In this thought leadership video we talk about addressing the power balance between agencies and individuals. We often find ourselves in hierarchical structures that limit our ability to communicate and collaborate effectively. The challenge in these situations is to break down those barriers and come together as equals to achieve the common goal for our communities. Here at Impact Collective we strive to create a space where everyone can bring their unique perspectives, lived experiences and expertise to the table where we can have open and transparent discussions about what we want to achieve. It’s time to level the playing field and build a more inclusive and collaborative environment to make meaningful progress for our communities together.
Full Transcript:
Steve Carey, Impact Collective Government Director
I am here today to have a quick conversation around making sure that we deal with a power imbalance when we’re not only designing services with our community in true, authentic co-design, but also understanding what that means when we’re facilitating sessions with our community. So the first thing when we’re starting to facilitate sessions or when we’re working with our communities in a co-design methodology is that we need to ensure that the power balance across that session is correct. What we mean by this is that we need to ensure that people feel safe in being able to voice their lived experiences and their narratives in a manner that is congruent with how they are feeling about a particular situation. What this means for agencies is that we don’t all sit around the table with everybody from the chief executive of an organisation through to an administrator, all sitting around the table representing what is right in the feel for that community.
That actually we start reflecting on what is that balance. What I mean by that is do we have subject matter experts at the table in terms of our organisations? Do we have people who have lived experience, which is going to be reflected in the services that have been designed? What that means is who is benefiting most from the service development and therefore, who will we having at the table with lived experience? Who will benefit most from that service? Is it members of our disability community? Is it member of our Pacifica or Maori communities? Is it members of our rangatahi or our ageing and elderly populations? If they are the ones that are gonna benefit most from these services and they need to be at that table. The third aspect as uh, Kelly Ann McKercher states is, is a third of provocateurs.
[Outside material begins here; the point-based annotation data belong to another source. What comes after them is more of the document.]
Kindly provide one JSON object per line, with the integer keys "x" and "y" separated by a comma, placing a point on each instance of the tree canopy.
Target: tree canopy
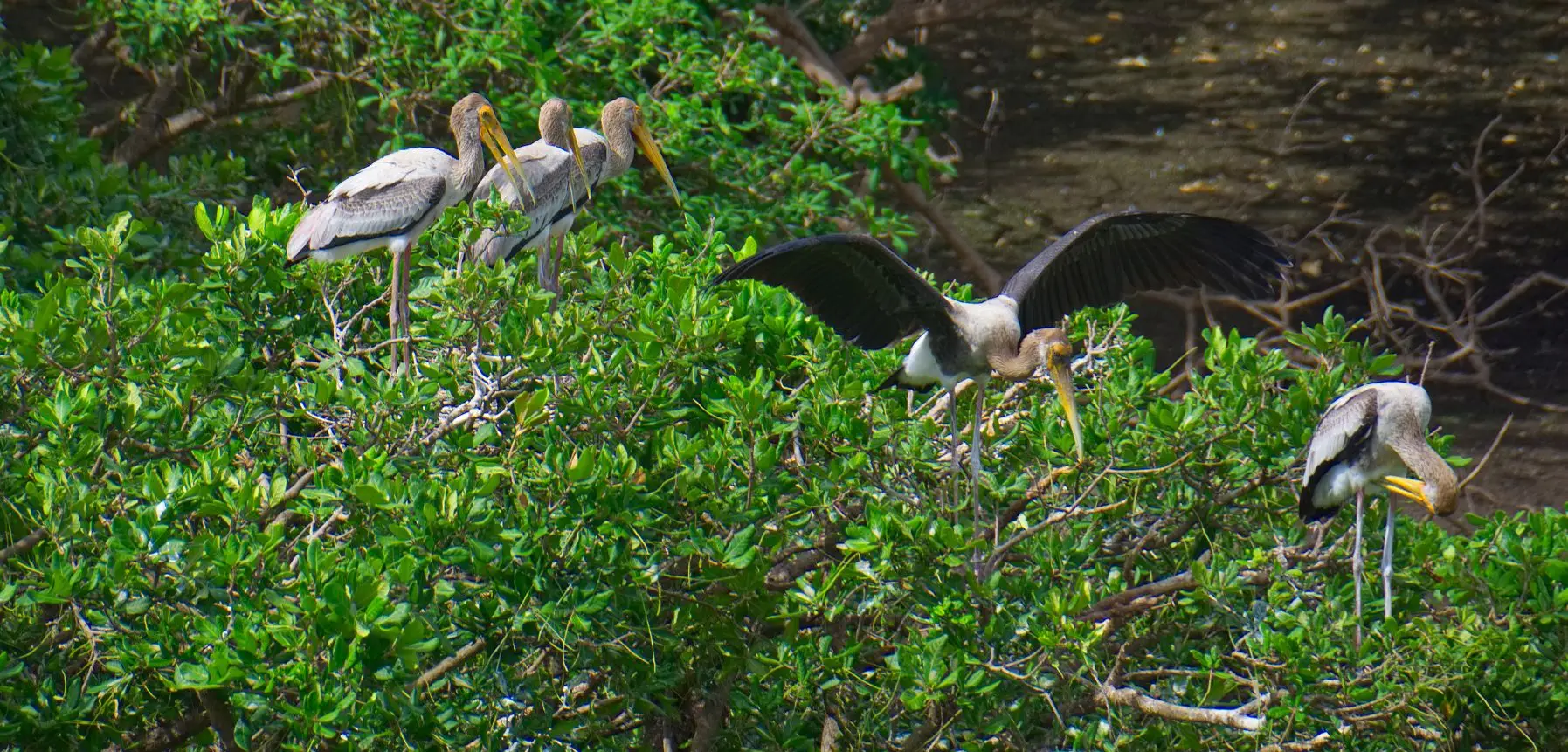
{"x": 665, "y": 513}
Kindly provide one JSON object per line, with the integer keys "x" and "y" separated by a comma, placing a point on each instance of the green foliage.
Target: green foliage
{"x": 660, "y": 495}
{"x": 55, "y": 181}
{"x": 672, "y": 493}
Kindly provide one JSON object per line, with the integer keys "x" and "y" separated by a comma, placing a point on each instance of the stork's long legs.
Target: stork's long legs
{"x": 396, "y": 307}
{"x": 404, "y": 309}
{"x": 1355, "y": 562}
{"x": 542, "y": 273}
{"x": 952, "y": 420}
{"x": 1388, "y": 562}
{"x": 974, "y": 452}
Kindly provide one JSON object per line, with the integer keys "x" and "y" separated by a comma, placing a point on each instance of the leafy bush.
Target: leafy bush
{"x": 664, "y": 499}
{"x": 55, "y": 181}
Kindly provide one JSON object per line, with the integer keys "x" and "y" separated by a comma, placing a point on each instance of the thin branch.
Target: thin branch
{"x": 902, "y": 17}
{"x": 1219, "y": 716}
{"x": 25, "y": 544}
{"x": 1479, "y": 466}
{"x": 441, "y": 669}
{"x": 215, "y": 702}
{"x": 988, "y": 279}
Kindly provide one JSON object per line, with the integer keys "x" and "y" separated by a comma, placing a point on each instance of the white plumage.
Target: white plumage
{"x": 388, "y": 204}
{"x": 1368, "y": 438}
{"x": 604, "y": 157}
{"x": 396, "y": 199}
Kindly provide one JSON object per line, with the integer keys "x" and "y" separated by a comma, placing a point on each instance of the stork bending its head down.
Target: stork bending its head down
{"x": 872, "y": 298}
{"x": 1372, "y": 436}
{"x": 397, "y": 197}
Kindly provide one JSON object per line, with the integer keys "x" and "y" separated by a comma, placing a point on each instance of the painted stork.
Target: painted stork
{"x": 872, "y": 298}
{"x": 1372, "y": 436}
{"x": 392, "y": 201}
{"x": 558, "y": 190}
{"x": 604, "y": 157}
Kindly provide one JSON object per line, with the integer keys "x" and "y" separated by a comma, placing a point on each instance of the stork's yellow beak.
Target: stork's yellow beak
{"x": 1059, "y": 365}
{"x": 501, "y": 149}
{"x": 645, "y": 143}
{"x": 577, "y": 157}
{"x": 1408, "y": 487}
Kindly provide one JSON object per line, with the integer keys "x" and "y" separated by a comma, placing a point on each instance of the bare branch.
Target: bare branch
{"x": 220, "y": 716}
{"x": 1219, "y": 716}
{"x": 25, "y": 544}
{"x": 169, "y": 128}
{"x": 1485, "y": 458}
{"x": 902, "y": 17}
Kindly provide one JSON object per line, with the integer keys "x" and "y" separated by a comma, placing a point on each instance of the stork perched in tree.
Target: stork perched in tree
{"x": 604, "y": 157}
{"x": 392, "y": 201}
{"x": 872, "y": 298}
{"x": 1372, "y": 436}
{"x": 556, "y": 169}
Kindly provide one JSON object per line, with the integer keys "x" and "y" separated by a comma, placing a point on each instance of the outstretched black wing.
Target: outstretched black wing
{"x": 1110, "y": 258}
{"x": 856, "y": 286}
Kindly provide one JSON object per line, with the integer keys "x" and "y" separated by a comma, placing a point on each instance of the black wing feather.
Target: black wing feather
{"x": 1364, "y": 416}
{"x": 1114, "y": 256}
{"x": 856, "y": 286}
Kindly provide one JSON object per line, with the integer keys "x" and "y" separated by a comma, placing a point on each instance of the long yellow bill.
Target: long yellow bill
{"x": 577, "y": 155}
{"x": 645, "y": 141}
{"x": 1060, "y": 370}
{"x": 1408, "y": 487}
{"x": 501, "y": 149}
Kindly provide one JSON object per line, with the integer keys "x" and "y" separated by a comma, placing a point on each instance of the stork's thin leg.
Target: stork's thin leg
{"x": 404, "y": 288}
{"x": 1388, "y": 562}
{"x": 974, "y": 452}
{"x": 1355, "y": 562}
{"x": 394, "y": 311}
{"x": 952, "y": 420}
{"x": 542, "y": 273}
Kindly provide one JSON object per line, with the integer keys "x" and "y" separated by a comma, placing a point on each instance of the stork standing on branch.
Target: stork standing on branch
{"x": 1371, "y": 436}
{"x": 397, "y": 197}
{"x": 558, "y": 197}
{"x": 872, "y": 298}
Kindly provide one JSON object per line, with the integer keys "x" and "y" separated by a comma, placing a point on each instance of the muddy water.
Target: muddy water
{"x": 1274, "y": 114}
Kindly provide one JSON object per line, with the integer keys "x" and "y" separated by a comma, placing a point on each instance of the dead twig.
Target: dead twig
{"x": 441, "y": 669}
{"x": 1485, "y": 458}
{"x": 25, "y": 544}
{"x": 1236, "y": 718}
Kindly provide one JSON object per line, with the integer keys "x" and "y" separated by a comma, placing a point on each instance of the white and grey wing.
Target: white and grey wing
{"x": 1343, "y": 434}
{"x": 1346, "y": 417}
{"x": 396, "y": 168}
{"x": 369, "y": 213}
{"x": 557, "y": 190}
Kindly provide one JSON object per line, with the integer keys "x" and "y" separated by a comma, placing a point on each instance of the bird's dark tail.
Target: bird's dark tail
{"x": 895, "y": 379}
{"x": 1309, "y": 511}
{"x": 891, "y": 381}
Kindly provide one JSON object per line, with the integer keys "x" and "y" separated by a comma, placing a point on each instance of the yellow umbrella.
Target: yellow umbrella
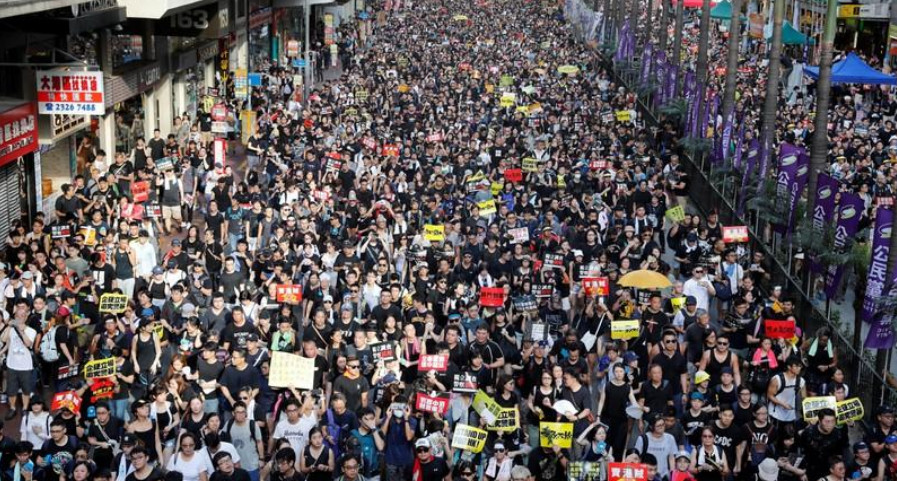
{"x": 645, "y": 279}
What she means by this is a number of individuals who are sitting around the table that actually don’t know the true context or content.
The reason for this is it brings a different dynamic and a different perspective for these services that we are developing. We need to be able to have them to ask the curious questions of, have you thought about? Or, what does that actually mean? It’s important for our services to be developed in a way that the community can take those services and make them their own. It is key to the success of the community organisations, of the community services, and that the community at large that they have voices heard and the way that it’s reflected. It’s the only way that community services are gonna succeed is if the community themselves takes ownership of it, leads it, participates in it, and helps build it from the get go.